Mapping A Food Desert

This article discusses a food desert and the effects it has on a community. A food desert is defined as “areas lacking retail services within roughly 500 m radius.” This study focused on a town called Lawrence in Kansas. They mapped out the location of all the full service grocery stores, quick service outlet, specialty, and ethnic locations that had varying amounts of food for people to buy.


They then sent out a survey asking people how they got to their favorite food store, car, walking, or public transportation. Another question was, how far their favorite food store was from them, less than a mile, 1 to 2 miles, 2 to 3 miles, or more than 3 miles. Most people replied that they drove to their favorite food store, which “suggests that almost no Lawrence residents with cars live in underserved areas or food deserts.” This makes since because if you have the ability to drive you suddenly have more options of where to shop, while others walked or took public transportation have less options.

This map shows that many people who live in northeast of Lawrence have a harder time getting to food. The northeast is the “greatest concentration of poor residents,” while some may quickly decide that poorer people have a harder time acquiring food this may not be the case in Lawrence because of the “dense road network[s]” there is not enough space for a supermarket and parking lot. This can all be attested to poor planning and zoning of the town.

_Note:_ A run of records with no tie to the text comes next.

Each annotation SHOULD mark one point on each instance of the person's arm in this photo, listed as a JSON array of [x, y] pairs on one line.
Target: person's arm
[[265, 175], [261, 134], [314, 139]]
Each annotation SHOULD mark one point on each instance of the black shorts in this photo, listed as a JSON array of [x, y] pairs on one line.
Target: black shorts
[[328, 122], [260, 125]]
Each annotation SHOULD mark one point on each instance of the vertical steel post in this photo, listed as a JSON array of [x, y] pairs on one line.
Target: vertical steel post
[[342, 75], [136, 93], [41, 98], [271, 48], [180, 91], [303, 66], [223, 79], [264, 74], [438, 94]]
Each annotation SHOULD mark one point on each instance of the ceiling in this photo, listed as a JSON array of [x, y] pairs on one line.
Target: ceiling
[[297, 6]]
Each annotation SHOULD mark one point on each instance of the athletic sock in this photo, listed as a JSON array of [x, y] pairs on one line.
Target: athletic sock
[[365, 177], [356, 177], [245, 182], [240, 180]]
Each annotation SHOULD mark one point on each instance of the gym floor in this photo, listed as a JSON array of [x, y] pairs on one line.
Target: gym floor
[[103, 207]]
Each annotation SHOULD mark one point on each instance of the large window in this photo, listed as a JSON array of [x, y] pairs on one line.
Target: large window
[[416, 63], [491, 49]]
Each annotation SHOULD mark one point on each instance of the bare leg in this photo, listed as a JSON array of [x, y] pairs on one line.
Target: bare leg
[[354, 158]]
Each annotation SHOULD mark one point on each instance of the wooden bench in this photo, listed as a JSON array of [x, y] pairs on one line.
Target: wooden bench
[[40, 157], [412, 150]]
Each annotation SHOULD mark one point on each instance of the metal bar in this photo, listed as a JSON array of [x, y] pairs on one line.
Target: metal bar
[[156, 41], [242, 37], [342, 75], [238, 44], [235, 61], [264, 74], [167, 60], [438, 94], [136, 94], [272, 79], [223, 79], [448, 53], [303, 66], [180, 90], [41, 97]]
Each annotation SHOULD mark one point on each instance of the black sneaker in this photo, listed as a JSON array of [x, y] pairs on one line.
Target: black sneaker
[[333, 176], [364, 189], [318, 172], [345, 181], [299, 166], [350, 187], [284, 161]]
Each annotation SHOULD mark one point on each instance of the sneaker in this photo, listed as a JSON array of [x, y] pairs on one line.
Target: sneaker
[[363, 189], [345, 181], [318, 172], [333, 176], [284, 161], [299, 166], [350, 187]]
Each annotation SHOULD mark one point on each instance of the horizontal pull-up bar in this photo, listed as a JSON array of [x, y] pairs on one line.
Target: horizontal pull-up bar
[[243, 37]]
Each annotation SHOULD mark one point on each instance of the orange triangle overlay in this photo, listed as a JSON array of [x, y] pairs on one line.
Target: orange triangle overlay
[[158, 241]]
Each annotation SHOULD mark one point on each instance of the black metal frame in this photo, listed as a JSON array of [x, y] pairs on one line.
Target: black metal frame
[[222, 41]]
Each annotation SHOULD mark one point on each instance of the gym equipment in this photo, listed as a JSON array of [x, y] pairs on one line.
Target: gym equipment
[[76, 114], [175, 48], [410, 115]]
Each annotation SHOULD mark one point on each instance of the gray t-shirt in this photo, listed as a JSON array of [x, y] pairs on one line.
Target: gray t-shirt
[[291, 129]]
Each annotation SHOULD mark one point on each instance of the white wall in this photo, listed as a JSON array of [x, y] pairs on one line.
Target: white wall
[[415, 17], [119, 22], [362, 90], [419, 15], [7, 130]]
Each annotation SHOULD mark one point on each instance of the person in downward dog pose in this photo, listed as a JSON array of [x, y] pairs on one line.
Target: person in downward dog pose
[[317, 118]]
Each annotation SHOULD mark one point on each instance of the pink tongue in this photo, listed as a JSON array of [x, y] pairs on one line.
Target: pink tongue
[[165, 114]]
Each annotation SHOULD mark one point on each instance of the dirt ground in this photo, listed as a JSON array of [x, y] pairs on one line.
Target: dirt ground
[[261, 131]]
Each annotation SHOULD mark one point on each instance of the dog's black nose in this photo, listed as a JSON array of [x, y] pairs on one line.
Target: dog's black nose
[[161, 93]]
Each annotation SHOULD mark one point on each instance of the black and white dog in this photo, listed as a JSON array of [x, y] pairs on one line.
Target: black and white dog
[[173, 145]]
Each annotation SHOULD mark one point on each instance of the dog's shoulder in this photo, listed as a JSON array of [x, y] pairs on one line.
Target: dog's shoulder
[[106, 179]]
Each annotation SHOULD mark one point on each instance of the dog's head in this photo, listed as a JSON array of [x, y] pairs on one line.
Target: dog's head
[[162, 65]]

Hallett, L. F., & McDermott, D. (2011). Quantifying the extent and cost of food deserts in Lawrence, Kansas, USA. Applied Geography31(4), 1210-1215.


  1. Is it possible that the poorer people in Lawrence occupying the NE area of "dense road networks" preventing food market development is a remnant of some affordable housing or segregation program? The dense, grid-like nature of that area is typical of more modern district designs that have a highly structured layout. This may have been designed to more effectively house a large amount of people in a small space (like with affordable housing), yet had the unintended consequence of limiting the ability to develop supporting grocery stores in the area. It would be interesting to overlay income data or racial demographic data on these maps to determine if this may be an artifact of the segregation era. This would help explain why developers have been reluctant to establish food centers in the area, because on average where incomes are lower so are property values while crime rates are elevated, which tends to discourage developers and lead to the food desert phenomenon.

  2. My first reaction to this is curiosity of what price range of stores are located towards the NE side of this town. It is interesting to look at a map like this and see how big of a flaw this is, however it would have also been interesting if the map would have included the price range of the supermarkets/stores that are located rather than favorites.

  3. I find it very interesting that some sections of Lawrence may be considered as a food desert, as the population of Lawrence is close to 90,000. I think it would have also been interesting to see a map that shows the differences in population density and the availability of grocery stores based on that density.

  4. Seeing as the researchers used surveys to collect their data regarding food deserts, I wonder how accurate the data is. Were the researchers able to get equal distributions of types of participants for their data to be accurate? If so, how did they make sure of this? If not, how could they improve their data collection?